On Sept. 7, someone set off the release of 4,500 pounds of fire-suppressant halon-1301 gas in the Charleston County records center warehouse. This was bad news for two reasons: For one, halon is not cheap, and taxpayers might have to pony up $95,000 to refill the tanks. For another, halon is a known ozone killer.
The leak provided an opportunity for the county to consider switching its in-house fire-suppression system to a modern alternative with fewer environmental risks. But for now, Director of Internal Services Michael Filan says the county is investigating the leak and sticking with good ol' halon, which is slowly being phased out of use since the 1994 Montreal Protocol called for chemical companies to halt its production. Halon, first used on aircraft in the 1960s, is useful for fighting fires near important documents and sensitive electronics because it leaves no residue.
The county keeps 10 cylinders full of the gas on hand to protect its records center on Leeds Avenue. When someone went through the multistep process of releasing the gas, the entire county's supply was lost to the atmosphere.
Alternatives to halon, bearing such catchy monikers as HCFC-22, Foam A, and C6-perfluoroketone, promise the fire-suppressant and non-residual properties of halon without its environmental impact. Filan says the county has considered making a switch, but ultimately the price tag is the deciding factor.
"It would be more costly to replace the entire agent transport infrastructure and control system," Filan wrote in an e-mail. He estimates that a new alternative-gas system would set the county back more than $250,000; the cost of refilling the existing halon system is about $95,000. The county has filed an insurance claim that might cover the refill.
The movement to wean businesses and governments off of halon began in the late 1980s, when it was discovered that the gas could damage the earth's protective ozone layer. Bromine, one of the three elements that go into a halon molecule, gets released by photons from the sun and then sets off reactions that destroy ozone molecules. Since production of the gas stopped in the '90s, the Environmental Protection Agency has decided not to outlaw halon use, as there is still a large supply left that gets sold and resold around the world. Tom Cortina, executive director of the nonprofit Halon Alternatives Research Corporation, says the decision to switch over from halon is entirely left up to the customer.
"In most cases, the halon is going to be maintained best, environmentally, by keeping it in a storage system," Cortina says. "If you force it to be taken out, then you have this whole management problem: What are you going to do with all this halon? It's expensive to destroy it."

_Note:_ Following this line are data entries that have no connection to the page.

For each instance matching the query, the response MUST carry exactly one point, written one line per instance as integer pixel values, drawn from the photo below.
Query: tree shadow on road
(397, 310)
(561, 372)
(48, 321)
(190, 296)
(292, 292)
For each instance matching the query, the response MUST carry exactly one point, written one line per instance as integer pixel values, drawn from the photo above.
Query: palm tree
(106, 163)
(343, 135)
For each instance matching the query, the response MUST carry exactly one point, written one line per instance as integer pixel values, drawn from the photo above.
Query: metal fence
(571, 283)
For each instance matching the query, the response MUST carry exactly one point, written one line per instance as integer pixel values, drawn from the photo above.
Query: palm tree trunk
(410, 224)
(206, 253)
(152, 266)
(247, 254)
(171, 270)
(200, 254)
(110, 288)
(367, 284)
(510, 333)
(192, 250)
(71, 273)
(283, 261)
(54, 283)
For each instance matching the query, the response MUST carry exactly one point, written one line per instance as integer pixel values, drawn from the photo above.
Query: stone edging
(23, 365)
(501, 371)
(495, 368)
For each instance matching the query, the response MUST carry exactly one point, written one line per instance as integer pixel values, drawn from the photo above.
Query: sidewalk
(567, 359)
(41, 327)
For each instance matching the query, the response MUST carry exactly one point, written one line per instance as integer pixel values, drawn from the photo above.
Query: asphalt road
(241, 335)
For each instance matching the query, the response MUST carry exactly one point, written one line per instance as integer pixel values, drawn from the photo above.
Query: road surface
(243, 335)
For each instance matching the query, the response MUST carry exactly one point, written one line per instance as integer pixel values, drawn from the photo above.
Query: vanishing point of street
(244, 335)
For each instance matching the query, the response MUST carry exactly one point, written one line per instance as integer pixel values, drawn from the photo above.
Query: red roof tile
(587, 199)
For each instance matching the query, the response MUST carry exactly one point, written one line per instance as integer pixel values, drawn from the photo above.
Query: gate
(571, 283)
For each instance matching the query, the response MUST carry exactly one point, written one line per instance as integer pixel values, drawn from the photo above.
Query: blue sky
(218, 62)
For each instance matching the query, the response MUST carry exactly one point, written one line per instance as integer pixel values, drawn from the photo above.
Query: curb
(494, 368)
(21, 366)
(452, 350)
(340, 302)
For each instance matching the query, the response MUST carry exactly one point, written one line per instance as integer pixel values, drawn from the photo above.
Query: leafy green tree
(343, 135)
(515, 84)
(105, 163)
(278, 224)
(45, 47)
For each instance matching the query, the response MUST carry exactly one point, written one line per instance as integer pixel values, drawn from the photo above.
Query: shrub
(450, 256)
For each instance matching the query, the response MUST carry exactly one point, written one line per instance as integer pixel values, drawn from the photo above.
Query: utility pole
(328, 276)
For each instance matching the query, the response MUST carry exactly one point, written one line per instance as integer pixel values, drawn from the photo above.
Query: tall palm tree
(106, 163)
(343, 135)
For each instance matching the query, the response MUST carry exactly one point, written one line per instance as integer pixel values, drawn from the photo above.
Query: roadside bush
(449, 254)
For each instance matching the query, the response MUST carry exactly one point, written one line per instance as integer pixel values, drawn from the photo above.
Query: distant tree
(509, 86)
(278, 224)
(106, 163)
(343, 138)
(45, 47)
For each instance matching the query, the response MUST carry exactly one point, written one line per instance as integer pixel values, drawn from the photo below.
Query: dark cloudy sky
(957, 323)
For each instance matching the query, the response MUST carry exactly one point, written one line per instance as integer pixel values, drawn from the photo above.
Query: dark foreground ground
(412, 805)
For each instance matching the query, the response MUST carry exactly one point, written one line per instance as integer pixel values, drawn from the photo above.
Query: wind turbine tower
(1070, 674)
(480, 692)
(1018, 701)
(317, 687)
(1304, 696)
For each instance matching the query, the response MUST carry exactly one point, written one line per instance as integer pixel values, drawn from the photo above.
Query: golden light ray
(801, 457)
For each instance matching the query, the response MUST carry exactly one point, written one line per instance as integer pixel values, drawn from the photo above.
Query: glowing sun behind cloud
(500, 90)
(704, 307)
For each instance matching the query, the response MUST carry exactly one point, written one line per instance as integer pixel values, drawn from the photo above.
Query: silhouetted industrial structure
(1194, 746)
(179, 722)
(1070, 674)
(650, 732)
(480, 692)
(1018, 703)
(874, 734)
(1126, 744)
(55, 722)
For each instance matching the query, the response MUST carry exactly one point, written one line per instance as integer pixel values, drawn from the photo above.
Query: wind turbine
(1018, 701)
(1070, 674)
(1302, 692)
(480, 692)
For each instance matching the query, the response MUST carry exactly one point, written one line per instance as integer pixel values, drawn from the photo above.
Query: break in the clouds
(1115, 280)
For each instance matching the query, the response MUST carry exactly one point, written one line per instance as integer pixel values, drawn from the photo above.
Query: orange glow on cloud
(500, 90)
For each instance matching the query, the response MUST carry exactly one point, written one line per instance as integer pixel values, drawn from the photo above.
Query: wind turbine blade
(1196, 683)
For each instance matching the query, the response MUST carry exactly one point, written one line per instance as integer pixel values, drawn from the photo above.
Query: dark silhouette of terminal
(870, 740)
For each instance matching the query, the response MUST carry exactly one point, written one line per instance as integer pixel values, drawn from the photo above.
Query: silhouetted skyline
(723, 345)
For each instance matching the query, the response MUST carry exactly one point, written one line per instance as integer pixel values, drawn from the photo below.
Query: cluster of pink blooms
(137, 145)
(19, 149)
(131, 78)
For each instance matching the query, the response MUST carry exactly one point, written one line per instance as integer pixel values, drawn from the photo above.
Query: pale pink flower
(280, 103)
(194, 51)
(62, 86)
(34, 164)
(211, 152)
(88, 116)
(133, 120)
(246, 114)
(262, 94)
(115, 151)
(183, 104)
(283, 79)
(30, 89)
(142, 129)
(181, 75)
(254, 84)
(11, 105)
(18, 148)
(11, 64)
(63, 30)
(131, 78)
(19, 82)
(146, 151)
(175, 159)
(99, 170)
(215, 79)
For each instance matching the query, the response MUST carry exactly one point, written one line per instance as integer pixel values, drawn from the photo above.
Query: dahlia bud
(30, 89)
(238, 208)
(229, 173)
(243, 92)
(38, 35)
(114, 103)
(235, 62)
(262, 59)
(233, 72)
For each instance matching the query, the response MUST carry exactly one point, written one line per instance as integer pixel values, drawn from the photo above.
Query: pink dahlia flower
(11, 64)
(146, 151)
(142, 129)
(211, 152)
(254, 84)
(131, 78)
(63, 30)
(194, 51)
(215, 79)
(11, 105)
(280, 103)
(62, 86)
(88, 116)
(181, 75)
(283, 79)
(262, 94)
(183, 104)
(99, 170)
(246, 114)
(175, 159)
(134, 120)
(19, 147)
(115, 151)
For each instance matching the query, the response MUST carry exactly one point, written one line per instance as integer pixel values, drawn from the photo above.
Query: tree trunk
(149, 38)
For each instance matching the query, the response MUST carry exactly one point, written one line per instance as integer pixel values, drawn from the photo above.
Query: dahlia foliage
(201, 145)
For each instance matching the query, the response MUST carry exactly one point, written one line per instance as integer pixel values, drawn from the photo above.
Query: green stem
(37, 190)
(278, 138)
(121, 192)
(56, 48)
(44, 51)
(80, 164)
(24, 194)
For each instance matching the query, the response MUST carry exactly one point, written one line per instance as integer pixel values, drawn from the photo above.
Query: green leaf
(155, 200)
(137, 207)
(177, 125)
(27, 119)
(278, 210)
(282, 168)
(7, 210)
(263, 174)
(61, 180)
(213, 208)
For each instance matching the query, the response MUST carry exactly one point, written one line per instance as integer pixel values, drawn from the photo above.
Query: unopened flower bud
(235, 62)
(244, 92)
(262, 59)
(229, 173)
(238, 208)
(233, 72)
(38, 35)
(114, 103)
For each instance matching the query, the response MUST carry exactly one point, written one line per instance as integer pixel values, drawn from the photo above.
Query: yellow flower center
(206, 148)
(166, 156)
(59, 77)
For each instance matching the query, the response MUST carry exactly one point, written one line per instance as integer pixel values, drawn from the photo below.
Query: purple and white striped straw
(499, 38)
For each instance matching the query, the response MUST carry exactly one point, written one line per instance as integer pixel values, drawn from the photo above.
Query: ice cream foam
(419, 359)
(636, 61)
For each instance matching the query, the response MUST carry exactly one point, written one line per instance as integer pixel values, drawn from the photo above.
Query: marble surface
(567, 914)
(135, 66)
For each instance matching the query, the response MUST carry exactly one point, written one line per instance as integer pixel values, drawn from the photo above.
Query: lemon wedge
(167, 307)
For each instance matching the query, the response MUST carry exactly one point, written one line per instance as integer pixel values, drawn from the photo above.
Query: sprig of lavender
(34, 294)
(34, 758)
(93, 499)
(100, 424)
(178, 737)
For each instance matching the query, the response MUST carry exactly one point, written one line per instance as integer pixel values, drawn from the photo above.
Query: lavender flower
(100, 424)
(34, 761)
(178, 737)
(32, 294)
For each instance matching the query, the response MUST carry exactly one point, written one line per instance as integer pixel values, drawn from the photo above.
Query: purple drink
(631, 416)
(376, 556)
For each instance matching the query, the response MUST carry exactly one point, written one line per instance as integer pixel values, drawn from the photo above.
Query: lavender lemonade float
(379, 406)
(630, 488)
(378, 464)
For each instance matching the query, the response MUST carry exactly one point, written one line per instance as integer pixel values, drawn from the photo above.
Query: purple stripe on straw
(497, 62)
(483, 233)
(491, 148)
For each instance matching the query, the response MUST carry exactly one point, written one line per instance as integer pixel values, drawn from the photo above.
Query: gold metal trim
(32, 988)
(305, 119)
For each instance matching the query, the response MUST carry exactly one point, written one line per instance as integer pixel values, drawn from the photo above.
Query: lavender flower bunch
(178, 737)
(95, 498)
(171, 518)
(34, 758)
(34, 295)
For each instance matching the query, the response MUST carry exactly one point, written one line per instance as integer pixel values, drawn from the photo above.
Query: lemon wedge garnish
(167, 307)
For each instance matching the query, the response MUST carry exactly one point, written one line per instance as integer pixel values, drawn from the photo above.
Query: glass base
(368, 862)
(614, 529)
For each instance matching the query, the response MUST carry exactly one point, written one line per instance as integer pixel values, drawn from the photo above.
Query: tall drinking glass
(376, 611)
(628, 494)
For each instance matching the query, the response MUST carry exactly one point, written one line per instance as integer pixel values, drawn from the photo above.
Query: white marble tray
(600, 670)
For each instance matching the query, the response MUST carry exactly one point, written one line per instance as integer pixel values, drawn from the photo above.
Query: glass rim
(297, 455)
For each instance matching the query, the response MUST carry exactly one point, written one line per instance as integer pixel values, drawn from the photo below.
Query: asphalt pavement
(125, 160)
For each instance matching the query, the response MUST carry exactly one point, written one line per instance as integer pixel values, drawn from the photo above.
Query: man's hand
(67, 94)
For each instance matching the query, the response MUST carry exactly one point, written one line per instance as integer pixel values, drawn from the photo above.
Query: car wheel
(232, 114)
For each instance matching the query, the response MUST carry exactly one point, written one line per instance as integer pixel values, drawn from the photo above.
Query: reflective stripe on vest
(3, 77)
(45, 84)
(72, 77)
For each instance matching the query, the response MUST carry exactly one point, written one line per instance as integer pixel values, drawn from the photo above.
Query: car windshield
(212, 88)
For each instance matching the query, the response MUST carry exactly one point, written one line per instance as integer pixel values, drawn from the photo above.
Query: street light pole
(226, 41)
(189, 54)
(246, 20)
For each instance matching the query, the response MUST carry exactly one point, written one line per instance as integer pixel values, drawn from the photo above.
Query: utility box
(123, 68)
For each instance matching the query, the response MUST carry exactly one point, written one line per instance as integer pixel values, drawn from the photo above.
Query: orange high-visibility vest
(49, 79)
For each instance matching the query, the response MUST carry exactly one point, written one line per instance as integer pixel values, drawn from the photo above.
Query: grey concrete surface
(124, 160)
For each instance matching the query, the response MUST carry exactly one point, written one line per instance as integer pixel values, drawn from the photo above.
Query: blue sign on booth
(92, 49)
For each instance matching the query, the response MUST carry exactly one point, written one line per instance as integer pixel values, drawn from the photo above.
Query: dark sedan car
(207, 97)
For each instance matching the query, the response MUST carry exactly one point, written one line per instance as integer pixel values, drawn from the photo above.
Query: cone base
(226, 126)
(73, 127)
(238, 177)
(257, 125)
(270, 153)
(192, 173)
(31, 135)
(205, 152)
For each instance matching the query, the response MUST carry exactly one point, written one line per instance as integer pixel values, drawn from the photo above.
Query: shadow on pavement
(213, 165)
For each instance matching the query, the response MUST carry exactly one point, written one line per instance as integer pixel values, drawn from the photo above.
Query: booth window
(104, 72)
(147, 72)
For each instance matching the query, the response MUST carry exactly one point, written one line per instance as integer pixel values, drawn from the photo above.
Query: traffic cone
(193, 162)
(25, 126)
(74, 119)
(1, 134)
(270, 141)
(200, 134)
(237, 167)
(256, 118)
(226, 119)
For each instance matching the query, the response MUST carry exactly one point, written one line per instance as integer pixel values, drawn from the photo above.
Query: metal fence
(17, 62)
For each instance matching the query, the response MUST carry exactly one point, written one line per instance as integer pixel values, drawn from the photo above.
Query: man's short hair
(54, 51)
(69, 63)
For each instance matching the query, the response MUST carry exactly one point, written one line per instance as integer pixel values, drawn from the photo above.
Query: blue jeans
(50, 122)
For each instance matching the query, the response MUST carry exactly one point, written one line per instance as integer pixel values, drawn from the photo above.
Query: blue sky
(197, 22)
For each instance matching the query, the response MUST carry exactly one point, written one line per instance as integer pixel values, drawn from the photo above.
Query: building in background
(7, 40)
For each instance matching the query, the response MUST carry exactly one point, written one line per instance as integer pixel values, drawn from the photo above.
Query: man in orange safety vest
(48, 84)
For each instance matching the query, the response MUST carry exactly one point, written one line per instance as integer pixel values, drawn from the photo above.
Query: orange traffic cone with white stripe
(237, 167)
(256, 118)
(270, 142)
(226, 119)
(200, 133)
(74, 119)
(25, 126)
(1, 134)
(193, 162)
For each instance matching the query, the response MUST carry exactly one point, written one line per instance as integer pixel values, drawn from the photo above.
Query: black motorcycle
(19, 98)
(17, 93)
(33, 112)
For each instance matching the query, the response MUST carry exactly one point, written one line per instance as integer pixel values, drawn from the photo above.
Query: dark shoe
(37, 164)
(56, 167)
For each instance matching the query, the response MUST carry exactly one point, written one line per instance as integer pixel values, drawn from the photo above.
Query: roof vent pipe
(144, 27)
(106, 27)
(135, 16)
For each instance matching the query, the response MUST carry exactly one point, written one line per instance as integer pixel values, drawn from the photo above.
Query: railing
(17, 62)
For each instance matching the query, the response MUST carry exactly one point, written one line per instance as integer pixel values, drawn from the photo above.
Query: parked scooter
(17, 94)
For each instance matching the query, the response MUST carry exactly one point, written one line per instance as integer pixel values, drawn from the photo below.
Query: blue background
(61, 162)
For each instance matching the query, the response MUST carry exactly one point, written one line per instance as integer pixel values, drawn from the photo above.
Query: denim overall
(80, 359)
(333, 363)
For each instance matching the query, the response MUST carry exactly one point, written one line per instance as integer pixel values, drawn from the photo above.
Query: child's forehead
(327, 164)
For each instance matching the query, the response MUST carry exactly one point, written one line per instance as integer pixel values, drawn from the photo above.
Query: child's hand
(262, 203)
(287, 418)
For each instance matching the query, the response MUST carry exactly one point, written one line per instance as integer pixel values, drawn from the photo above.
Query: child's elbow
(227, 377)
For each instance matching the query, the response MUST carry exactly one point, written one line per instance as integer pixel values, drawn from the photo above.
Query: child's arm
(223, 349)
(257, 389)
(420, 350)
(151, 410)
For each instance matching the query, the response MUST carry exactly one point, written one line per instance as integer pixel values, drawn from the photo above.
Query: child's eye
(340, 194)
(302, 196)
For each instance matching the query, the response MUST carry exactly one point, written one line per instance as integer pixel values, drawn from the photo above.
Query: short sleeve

If anybody is going to preach the gospel of halon alternatives, it is Cortina. Since 1989, his organization has promoted the development and approval of replacement chemicals. But he says halon probably still has a few decades left as a useful product. In aviation, he says, it is still the industry standard. And while the global supply has been gradually dwindling since production stopped in 1994, he says the price has not skyrocketed. Part of the reason is the European Union's ban on most uses of halon after 2003, which led to a glut in resold halon coming from European markets. In some cases, he says, the decommission of halon systems led to the unnecessary release of the chemical into the atmosphere.
In the United States, halon is still a feasible option for fire suppression. Most companies and governments, Cortina says, did not instantly rip out and replace their halon systems in the '90s, although new fire suppression systems are being built to use alternative chemicals. Eventually, though, the supply will run out. At some point, Charleston County will have to bite the bullet and make a switch.
"It is legal to maintain the existing system," Cortina says. "But if you have a hazard that you're going to be protecting for 10 to 20 years, you may want to make the switch to the alternative for fear of you running out 10 to 20 years from now."